The piece of "advice" you refer to, against which they are protesting, is a police officer telling them that "if they don't want to get raped, they shouldn't dress like sluts." That, incidentally, is
not advice, it's sexism at its worst. It's blaming the victim. Honestly, it's not all that far from the passage in the bible where it says that if a woman gets raped in the city and doesn't scream loud enough she should be put to death because she should have screamed louder. It's the worst kind of patriarchal bullshit, and it's the kind of attitude that people do need to stand up against.
I don't know that attempting to "reclaim the word slut" is the right way to go about it, but nonetheless, it's important that people stand up and point out that saying things like that isn't going to be tolerated in a civilized society.
In a perfect world this would simply be taken in stride and not a person would care, sexism is only sexism long as you consider it that way. If you think man versus woman you shall see sexism if you don't, no sexism TA DAH!
To quote the old internet saying "LOL WUT?!" This is like saying "well yeah, if the slaves didn't notice that only black people were getting enslaved, it wouldn't have been racist." The idea that sexism exists only because we perceive its existence is the kind of dismissive conservative nonsense which has allowed its existence to continue. Sexism is the genuine gender inequalities which are present within our society.

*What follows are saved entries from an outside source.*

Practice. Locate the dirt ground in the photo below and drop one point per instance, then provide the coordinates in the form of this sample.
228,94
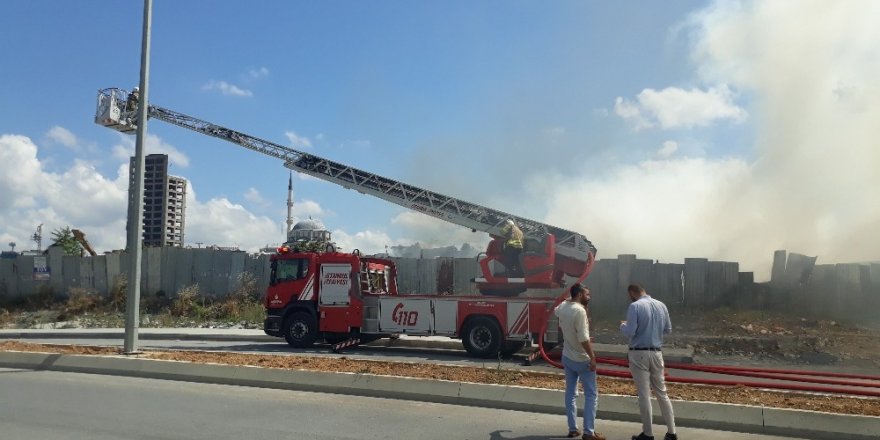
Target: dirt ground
607,385
760,336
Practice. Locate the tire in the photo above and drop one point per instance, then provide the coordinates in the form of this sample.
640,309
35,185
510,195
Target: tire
481,337
300,329
510,348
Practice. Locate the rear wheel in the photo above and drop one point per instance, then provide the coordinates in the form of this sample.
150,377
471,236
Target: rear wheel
509,348
301,329
335,338
481,337
506,292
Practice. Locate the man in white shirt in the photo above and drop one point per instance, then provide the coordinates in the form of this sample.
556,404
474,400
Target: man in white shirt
579,361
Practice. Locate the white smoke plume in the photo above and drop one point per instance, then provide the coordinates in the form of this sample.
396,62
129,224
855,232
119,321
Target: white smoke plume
812,183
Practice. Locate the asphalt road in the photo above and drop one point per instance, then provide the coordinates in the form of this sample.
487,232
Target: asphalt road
52,405
409,354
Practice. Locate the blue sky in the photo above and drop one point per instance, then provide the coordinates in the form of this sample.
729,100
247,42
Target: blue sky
669,130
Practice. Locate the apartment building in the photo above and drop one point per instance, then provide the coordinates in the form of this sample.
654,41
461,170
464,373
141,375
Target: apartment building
164,203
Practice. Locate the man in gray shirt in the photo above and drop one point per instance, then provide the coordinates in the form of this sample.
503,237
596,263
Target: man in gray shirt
647,320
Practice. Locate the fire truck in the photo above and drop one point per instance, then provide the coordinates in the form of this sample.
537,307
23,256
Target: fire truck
348,298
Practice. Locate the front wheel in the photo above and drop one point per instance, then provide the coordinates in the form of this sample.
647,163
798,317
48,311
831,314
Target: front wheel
301,330
481,337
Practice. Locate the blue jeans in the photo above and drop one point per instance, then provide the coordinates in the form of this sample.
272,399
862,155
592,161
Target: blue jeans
573,372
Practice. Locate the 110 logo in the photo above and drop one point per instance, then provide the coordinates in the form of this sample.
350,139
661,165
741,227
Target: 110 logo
402,317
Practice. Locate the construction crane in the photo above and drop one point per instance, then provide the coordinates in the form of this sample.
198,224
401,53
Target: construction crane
549,253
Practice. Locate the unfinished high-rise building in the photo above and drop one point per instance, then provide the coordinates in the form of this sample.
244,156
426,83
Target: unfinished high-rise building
164,202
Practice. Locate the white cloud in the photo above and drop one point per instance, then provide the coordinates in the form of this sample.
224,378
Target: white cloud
669,148
554,132
298,141
808,66
224,223
673,107
306,208
257,73
227,89
62,136
78,197
81,197
154,145
368,242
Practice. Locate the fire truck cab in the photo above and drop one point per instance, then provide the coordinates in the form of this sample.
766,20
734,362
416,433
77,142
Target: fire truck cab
336,297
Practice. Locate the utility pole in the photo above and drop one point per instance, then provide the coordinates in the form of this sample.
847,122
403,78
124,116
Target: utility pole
136,206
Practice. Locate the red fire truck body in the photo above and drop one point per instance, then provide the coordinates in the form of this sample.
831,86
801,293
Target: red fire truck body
340,296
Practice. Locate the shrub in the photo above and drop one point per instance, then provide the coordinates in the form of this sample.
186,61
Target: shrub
188,302
43,299
80,301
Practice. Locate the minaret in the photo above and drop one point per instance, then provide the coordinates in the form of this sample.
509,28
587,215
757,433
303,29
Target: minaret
289,205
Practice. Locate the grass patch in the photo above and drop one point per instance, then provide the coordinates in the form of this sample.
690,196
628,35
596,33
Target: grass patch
190,306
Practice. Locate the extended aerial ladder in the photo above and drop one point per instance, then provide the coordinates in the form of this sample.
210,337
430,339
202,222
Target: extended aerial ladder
550,253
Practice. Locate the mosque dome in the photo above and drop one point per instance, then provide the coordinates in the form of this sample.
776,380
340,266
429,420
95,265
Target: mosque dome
309,225
308,230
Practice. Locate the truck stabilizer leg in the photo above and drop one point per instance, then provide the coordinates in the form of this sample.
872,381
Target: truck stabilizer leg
531,358
346,344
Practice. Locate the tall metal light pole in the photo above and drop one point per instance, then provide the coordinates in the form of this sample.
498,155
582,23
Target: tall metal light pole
136,204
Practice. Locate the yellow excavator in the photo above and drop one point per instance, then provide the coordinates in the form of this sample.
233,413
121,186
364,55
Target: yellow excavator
80,236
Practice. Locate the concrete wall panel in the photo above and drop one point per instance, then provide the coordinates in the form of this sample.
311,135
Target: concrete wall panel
152,272
70,273
236,268
85,273
185,272
8,279
602,282
465,269
99,274
696,272
55,260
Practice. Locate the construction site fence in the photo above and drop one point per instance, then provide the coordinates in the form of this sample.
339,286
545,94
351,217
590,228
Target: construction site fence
847,292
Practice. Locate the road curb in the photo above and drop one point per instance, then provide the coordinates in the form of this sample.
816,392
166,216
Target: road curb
602,350
750,419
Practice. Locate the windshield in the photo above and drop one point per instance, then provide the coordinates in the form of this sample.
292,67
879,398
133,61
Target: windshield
289,270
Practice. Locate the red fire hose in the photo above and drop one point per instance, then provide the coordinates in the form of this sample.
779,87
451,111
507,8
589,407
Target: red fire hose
813,377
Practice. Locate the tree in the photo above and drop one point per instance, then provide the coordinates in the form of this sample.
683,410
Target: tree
64,237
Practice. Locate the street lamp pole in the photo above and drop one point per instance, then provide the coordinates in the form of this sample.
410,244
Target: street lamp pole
136,204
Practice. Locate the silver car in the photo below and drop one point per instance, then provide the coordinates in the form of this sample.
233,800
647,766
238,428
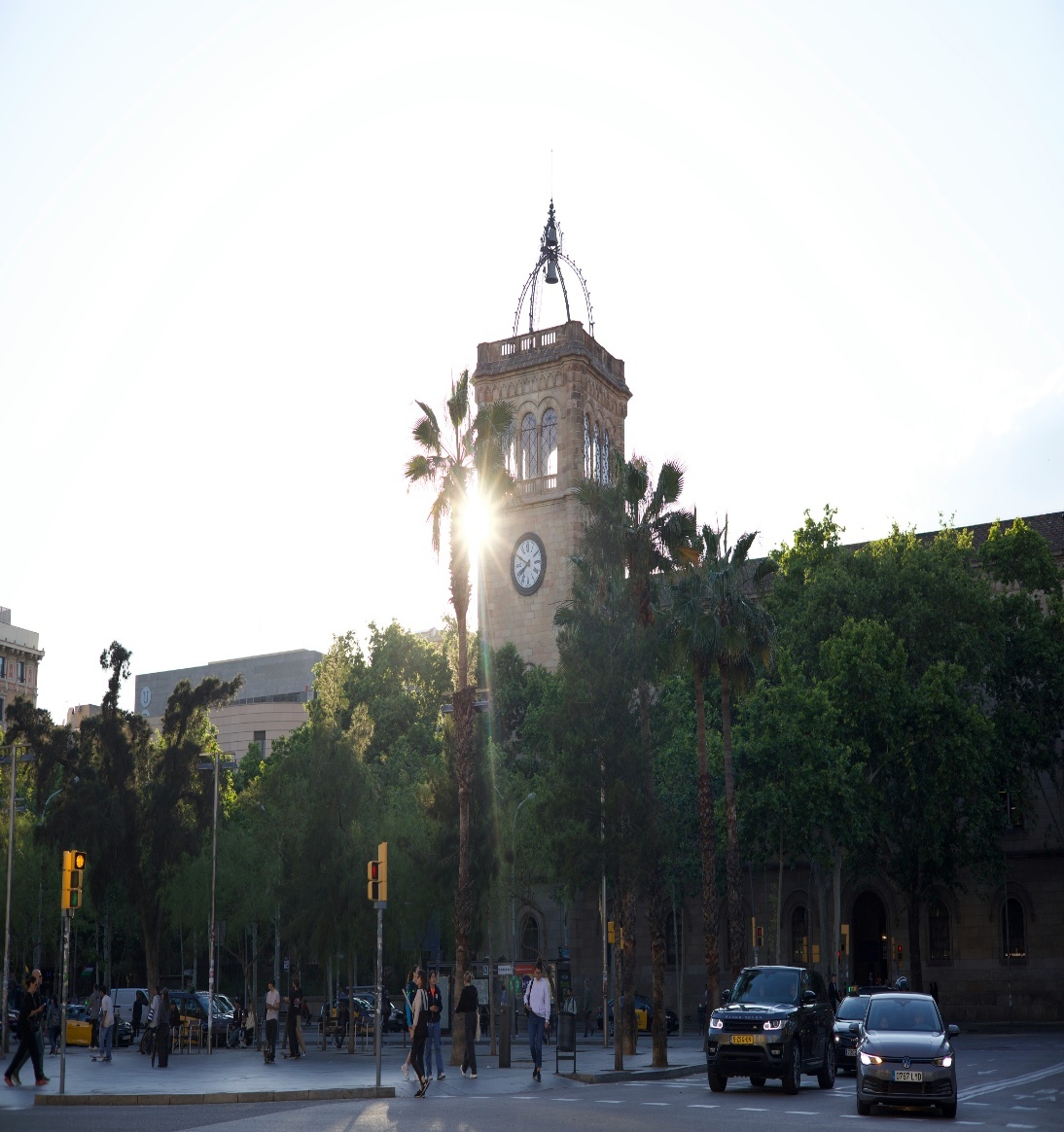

Dealing with diversity, whether it be gender, racial, or any other sort is a difficult issue because while there are genuine differences between these groups (often these are sociological, but that doesn't mean they're not real), we still have to treat all the different groups as equal. To recognize and celebrate difference, but treat all entities the same, at times that's a seemingly paradoxical task. But that doesn't mean that it's unimportant, and ignoring or pretending it doesn't exist it is not the solution. The solution is to recognize difference but look past it to the core of who a person is.
When you say, however, that someone got raped because they were "dressed like a slut." You're not looking at that person as a person at all. You're just looking at them as a slut, and we don't use pejorative terms like "slut" against people who we intend to treat as people. It is sexist because it's treating a group of people (victims of a horrendous crime nonetheless) without the respect and love that they deserve on the basis of a sociologically imposed gender difference.